Thanks for the in depth explanation.

wanderingfool2 · July 11, 2025

On 6/15/2025 at 7:38 PM, wasab said:

Do not underestimate AI, buddy. I have many LeetCode submissions where a silly bug had me banging my head debugging for hours, but a short copy and paste into AI immediately spits out the line where the bug occurs. Use AI like StackOverflow. This is pretty much what AI is, just a better version of online googling. it wont work 100% usually, that's true but it is quite close. After some manual tweaks, it can be adjusted to work correctly, saving much time.

While AI is great using AI as a crutch to complete work isn't going to let you learn correctly. AI also has pitfalls that beginners will not likely notice and then fall into very bad habits.

Case in point, it fails to generate properly working code:

2

1 aaa

2 aaa

It returns 0 (clearly off here)

3

1 aaa

2 a

It returns 1 (no where does it state that passwords are unique, just how many passwords match...so you can have 2 passwords the same)

The other thing is while it talks about issues with the original code, it fails to point out using unsafe functions.
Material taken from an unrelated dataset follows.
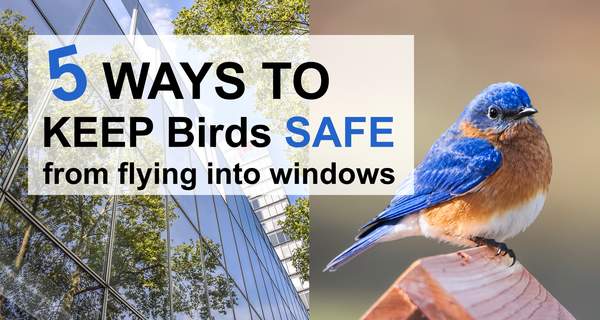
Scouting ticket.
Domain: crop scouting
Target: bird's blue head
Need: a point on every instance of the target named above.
(498, 107)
I could easily overflow things by putting in a password longer than 10 characters.

Overall I wouldn't be impressed by what it had produced. While it does admittedly get closer to the idea I would use, overall things seem inefficient.

To @g0ated at least from a glance of your code, ultimately what fails is that you are slicing up the passwords and inserting them which means that something like

aaa is being added as a, aa, aaa (it's actually worse because you have the double for loop) into essentially the password list without the proper distinction that they truly belong to a single password. While it's nice in that it means you can do more simple comparisons later I would say it's not worth the memory inefficiency by doing it like that. (Like at that point it's almost better to just brute force it every single time).

There's also the general issue about hash collisions. If you insert into the table but there already was one that matched you will not insert a new version of it (despite the fact that users can have the same password). This creates a general issue overall. In this case I would just completely do away with hashing all together and stick to some form of list.

I know it's a late reply, but it's my 2 cents in regards to this because the AI answer I found to be inadequate and potentially misleading

wasab · July 11, 2025

3 hours ago, wanderingfool2 said:

While AI is great using AI as a crutch to complete work isn't going to let you learn correctly. AI also has pitfalls that beginners will not likely notice and then fall into very bad habits.

Yeah, it's probably not the right answer. I never tested the code it spew out. Didn't mean to tell people to copy everything from AI verbatim. The issues it pointed out with op's original code snippet sounds good enough.

wanderingfool2 · July 12, 2025

7 hours ago, wasab said:

Yeah, it's probably not the right answer. I never tested the code it spew out. Didn't mean to tell people to copy everything from AI verbatim. The issues it pointed out with op's original code snippet sounds good enough.

Hashing, and in general the hash buckets are a potential issue...but I would argue that it's not the fundamental issue. I think the issue is more about breaking down each password into multiple substrings etc.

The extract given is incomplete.